While the adages we hear that “children are resilient” and that they can “handle more than we think” may be true for most children, it does not apply to all and it does not mean that we should test the limits in how much a child can bear.
Divorce and death are very difficult for children. In many ways they are alike – there is a separation from someone to whom they are connected that cannot be satisfactorily explained to them. But in some ways they are very different. Much like the adults involved in divorce, children have a harder time dealing with divorce than death because death is final and with divorce, the person involved still lives, but access is denied or limited. Unlike the adults involved in divorce, children usually do not have the feelings of animosity that accompany hurt, making it desirable to have a distance. In fact, usually they are wondering if they are to blame.
My advice when dealing with a child under the circumstances of death and divorce is to change as little as possible in their daily lives. Security comes in many forms and while all humans needs a certain amount of security, children need it more than adults.
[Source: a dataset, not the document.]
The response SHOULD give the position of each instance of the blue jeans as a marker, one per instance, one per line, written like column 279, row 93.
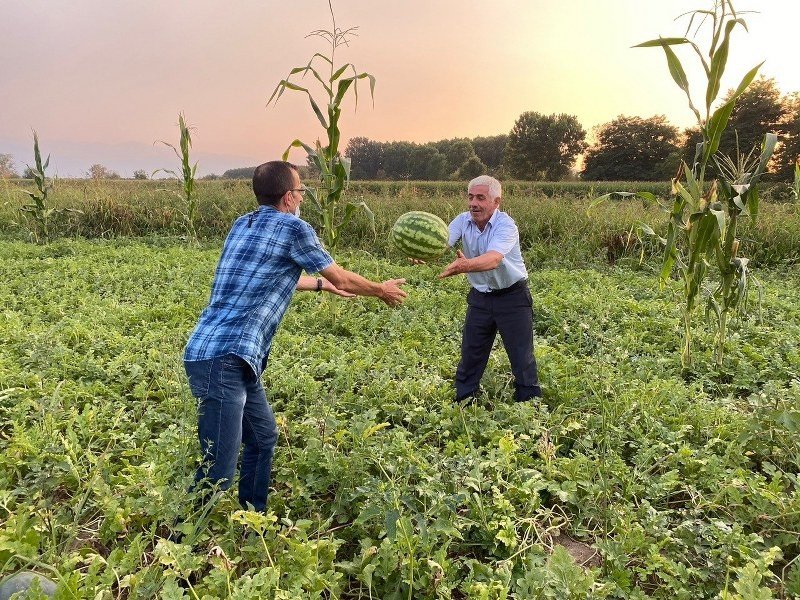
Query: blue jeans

If you can keep a child in the same school system, attending the same church and extracurricular activities, and in contact with the same friends and relatives, then you are providing that child with basic, engrained forms of security in the form of a stable presence in their lives.
When a child is faced with an impending death or divorce, they are aware that there is difficulty, anxiety, and possibly anger and pain involved in the situation. Even if we do not discuss it around them, they are capable of feeling the change in the demeanor and attitudes of those involved. Much like a small baby can feel the tension of a mother when held, causing them to become fussy, so can children and teens pick up the tension in the atmosphere and know that something is not right. Ignoring the situation rather than appropriately discussing it with them is not saving them from unnecessary emotion, but rather is saving us from a situation with which we simply do not want to deal. We have to be stronger than that. Being open with your children – in an appropriate manner (they don’t need all the details) – will aid your children in adjusting to and dealing with reality.
Additionally, moving children to an entirely different environment with little discussion or consideration of the matter can be very harmful to the child. Your child/teen as just lost a significant part of their lives, whether through death or divorce. To make many other changes – moving to a new home, a new school system, a new church; asking them to give up extracurricular activities that are their norm; removing them from familiar faces, both friends and relatives – can only add to the behavioral problems that often result in such situations and can exacerbate those that already exist. Instead of a child feeling as if one part of their life has been disrupted, they feel as if everything has turned topsy-turvy on them. Adults do not cope well in such situations; why do we expect children to be able to do so?
There are some changes that may be unavoidable – such as a move. Divorce and death often leave family finances in such a state that maintaining the family home is not possible. However, if you can manage to keep children in the same school system or the same church and/or extracurricular activities despite the move, then it is wise to do so. The more things that a child/teen can hold on to that are familiar, the better they will cope with the major changes in their lives. Many times adults tend to shut down or avoid familiar situations that may lead them to dwell on their loss; this is not good coping skills. Teaching them to our children can only make it harder for them to cope when young and grow into poor coping skills as they grow older.
Most importantly, listen to your children. They will tell you what they are missing, with what they are having particular difficulty, and what is important to them in their lives. Listen and do your best to help them hold on to some familiarity, even if they have to give some things up. In examining what is best for our children, we need to be sure to look close enough at the situation so that we are indeed doing what is best of them rather than what is easiest for us.